Our intention with this article is not to speculate whether these changes are “good” for family medicine, individual physicians, or our patients. Rather, this article addresses skills that most of us never learned during our training: how to be employed “well.”

KEY POINTS:

  • Today, 73% of family physicians are considered employed, but many were not taught during training how to be employed “well.”

  • By choosing employment, you become part of a much larger system and play an important role in helping the organization achieve its goals.

  • Although “being organizational” is important to your career success, you must also pay attention to your own needs, or you will be at risk of burning out.
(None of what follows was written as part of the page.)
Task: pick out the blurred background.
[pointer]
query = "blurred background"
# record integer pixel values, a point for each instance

HOW WE GOT HERE AND A WAY FORWARD

In the early days of the movement toward employment in the 1990s and early 2000s, the foundational impetus for physicians was to gain negotiating leverage with insurance plans.4 While this is still relevant, recent motivations for employed practice include having more regular work hours, a predictable salary, less up-front financial risk, call coverage, a benefits package, the opportunity to pay off loans, an electronic health record (EHR), improved support for quality initiatives and care coordination, a potential subspecialty network, and someone to manage staffing. Additionally, employed practice often provides additional staffing and resources to assist with prior authorizations of medications and procedures, referrals, medication assistance paperwork, and form completion. With each benefit of employment come trade-offs in terms of autonomy, control, flexibility, and influence. If a physician’s idea of being employed is simply to be provided a salary (or compensation model), building, manager, and staff and then be left alone to practice autonomously, they will likely not find themselves employed “well.”